As forças armadas ucranianas dizem que recuaram as tropas russas de três a oito quilômetros para trás do rio.
“Agora as nossas (tropas) estão avançando para o outro lado do Dnipro. É muito difícil, fazemos muitos esforços para tornar isso possível e para fortalecer a nossa força do outro lado do Dnipro”, disse Ostapenko.
Ele acrescentou que “certas ligações” foram estabelecidas através do rio, permitindo às tropas ucranianas transportar “armas, munições, alimentos, combustível” para os seus parceiros “do outro lado”.

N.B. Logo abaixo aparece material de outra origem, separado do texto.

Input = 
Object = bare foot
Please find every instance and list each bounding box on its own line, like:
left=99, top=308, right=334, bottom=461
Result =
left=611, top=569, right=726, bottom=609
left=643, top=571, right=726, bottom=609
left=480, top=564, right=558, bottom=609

A sua unidade de reconhecimento aéreo, entretanto, trabalha para dar cobertura aos soldados que atravessam o rio, para vigiar as tropas e movimentos russos e para ajudar a mascarar a localização das tropas e equipamentos ucranianos.
É um trabalho perigoso.
Ostapenko descreveu o enfrentamento de uma barragem diária de “drones kamikaze, acho que são Shaheds, foguetes, provavelmente lançadores de foguetes Grad, morteiros e tanques”.
Mas, completou, o bombardeio pode ser visto como um bom sinal: “o inimigo está tentando resistir o máximo possível, o que indica que estamos fazendo tudo certo. Estamos causando muitos problemas e (eles estão) tentam combatê-los.”
‘Temos que sobreviver’
Ao mesmo tempo, na cidade de Kherson, a alegria pela libertação da cidade do ano passado desapareceu para alguns moradores que se concentram apenas em sobreviver todos os dias.

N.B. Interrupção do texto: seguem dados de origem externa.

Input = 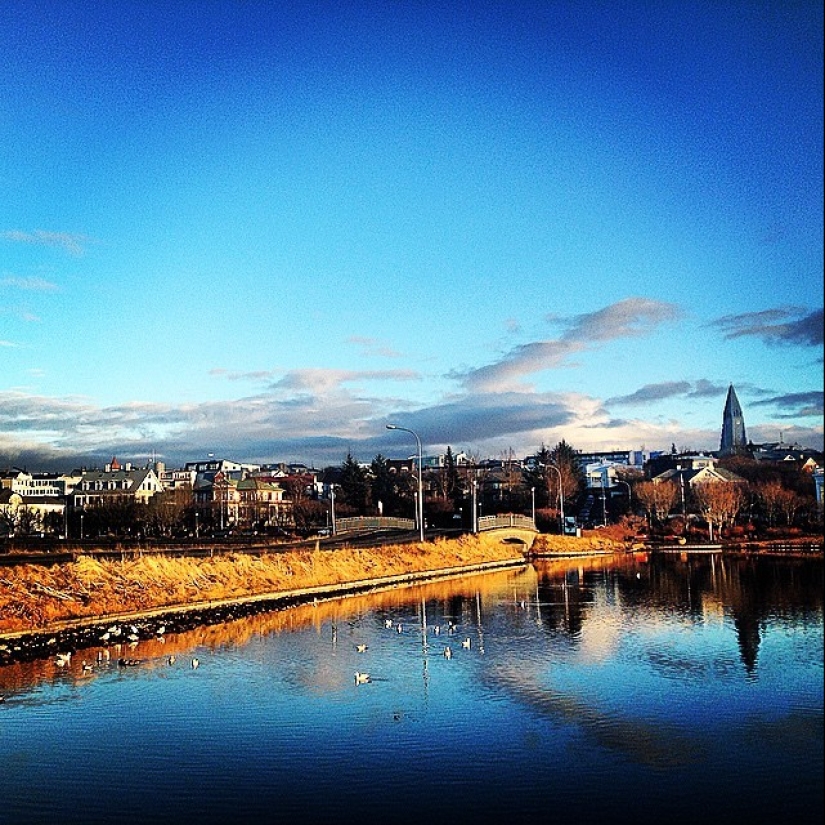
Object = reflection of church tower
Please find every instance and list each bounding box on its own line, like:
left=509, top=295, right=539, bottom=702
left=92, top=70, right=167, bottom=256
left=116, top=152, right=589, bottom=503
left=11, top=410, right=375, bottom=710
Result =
left=719, top=384, right=748, bottom=456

“Quando está tranquilo, é ainda mais assustador do que quando há bombardeios”, disse Inna Balyoha, de 54 anos. “Você está esperando, está constantemente ouvindo, desligando o rádio. Para que você possa ouvir os sons do lado de fora da janela, para poder reagir a tempo ao bombardeio.”
Ela é uma dos cerca de 73 mil moradores que ainda vivem em Kherson – menos de um quarto da população original de 300 mil habitantes. Entre ter que cuidar do neto de quatro anos e da mãe de 87 anos, “a decisão de não partir foi tomada há muito tempo”, disse ela.
Mas viver no meio da guerra teve o seu preço.
Uma das primeiras palavras de seu neto foi “alarme”, disse ela. “Ele sabe como reagir se ouvir uma sirene de ataque aéreo. Ele sabe para onde ir. Se explosões forem ouvidas do lado de fora da janela, ele terá um pequeno esconderijo no corredor.”
O bombardeio piorou tanto que eles pararam de sair para caminhadas curtas, ficando a maior parte do tempo em casa agora.
“Neste momento, estou fazendo tudo que depende de mim para manter a criança segura”, disse ela. “Nossa principal tarefa é sobreviver. Essa foi a principal tarefa durante a ocupação. E é agora. Temos que sobreviver.”
Os ataques a Kherson se intensificaram no mês passado, chegando a atingir 700 tiros num dia, segundo Oleksandr Prokudin, chefe da administração militar da região de Kherson.
As tropas russas estão “atacando áreas residenciais com mais frequência porque os nossos defensores avançam e tentam intimidar os cidadãos comuns em locais próximos do rio Dnipro”, disse Prokudin. “Isso é vingança, e agora é mais sentido, porque nossos soldados já estão na margem esquerda da região de Kherson. Os civis da região de Kherson sentem mais esta vingança.”
Mas, acrescentou, cada morador de Kherson era um “exemplo de coragem”.
Por mais difíceis que sejam as condições, Kherson ainda está livre da ocupação russa – o que significa que as pessoas podem “se comunicar livremente, andar livremente nas nossas terras”, disse ele. “O lar dá força às pessoas. Elas estão aguentando porque estão em casa.”